What are the responsibilities of a chef?

  • He must be able to create a menu. Know what a banquet menu, buffet table, children's dishes, seasonal snacks are.
  • Be prepared for updates to the list of drinks and treats. The menu is usually updated 3 times a year.
  • Monitor products and their expiration dates. If expired products were delivered to the restaurant, the chef is obliged to return them.
  • Choose those signature dishes that the establishment’s waiter can offer.
  • Develop your own options for cost-effective dishes. Their cost must be indicated by the restaurant director.
  • The responsibilities of the chef do not end there.
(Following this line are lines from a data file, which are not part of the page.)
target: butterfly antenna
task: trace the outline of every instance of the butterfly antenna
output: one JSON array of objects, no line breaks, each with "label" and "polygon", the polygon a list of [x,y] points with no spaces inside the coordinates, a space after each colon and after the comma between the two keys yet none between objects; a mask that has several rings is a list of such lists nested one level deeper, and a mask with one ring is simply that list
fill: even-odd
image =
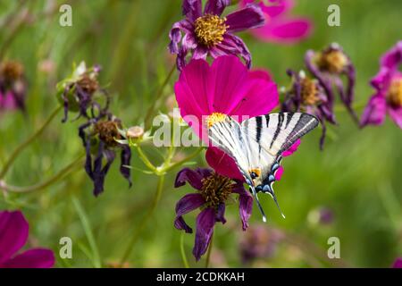
[{"label": "butterfly antenna", "polygon": [[279,209],[279,211],[281,213],[281,215],[282,215],[283,218],[286,218],[285,214],[283,214],[282,210],[281,209],[281,206],[279,206],[278,199],[276,198],[276,195],[273,192],[273,189],[270,189],[268,193],[271,195],[271,197],[272,198],[273,201],[275,202],[275,205],[278,207],[278,209]]},{"label": "butterfly antenna", "polygon": [[255,189],[254,189],[254,187],[250,187],[250,189],[251,189],[251,193],[253,194],[253,196],[255,198],[255,201],[257,203],[258,209],[260,210],[260,213],[263,215],[263,222],[266,223],[266,215],[265,215],[265,213],[264,213],[264,209],[260,204],[260,200],[258,199],[258,195],[255,192]]}]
He often conducts master classes for employees; this happens when innovations appear in the establishment.
  • Prepare your own meals.
  • Monitor the supply of ready-made dishes.
  • He can train staff on the rules for storing and preparing products.
  • The chef may recommend to the management to change the equipment or update it and the equipment of the establishment.
  • He may select other chefs after they have been interviewed.
  • What can the chef do together with other staff?
  • He can give advice to management about equipping the kitchen with equipment. This work involves a consultant, director, technologist and chef.
  • Conclude agreements with suppliers. It should tell you how good the products are from that supplier.

The job description of a chef will briefly sound like this.

Rules that a boss should know.

The chef must know all the points about production technology, basic concepts about baby food, dietary cuisine. This person must also understand the range and know the quality of the dishes. Usually he also takes part in preparing the treats. He must have a good eye, because you cannot season the food with too much sauce, or sprinkle too much cheese on the pizza. But you shouldn’t not report products either. This will make the snacks stop being savory and tasty. The chef must know the calculation of dishes and their prices.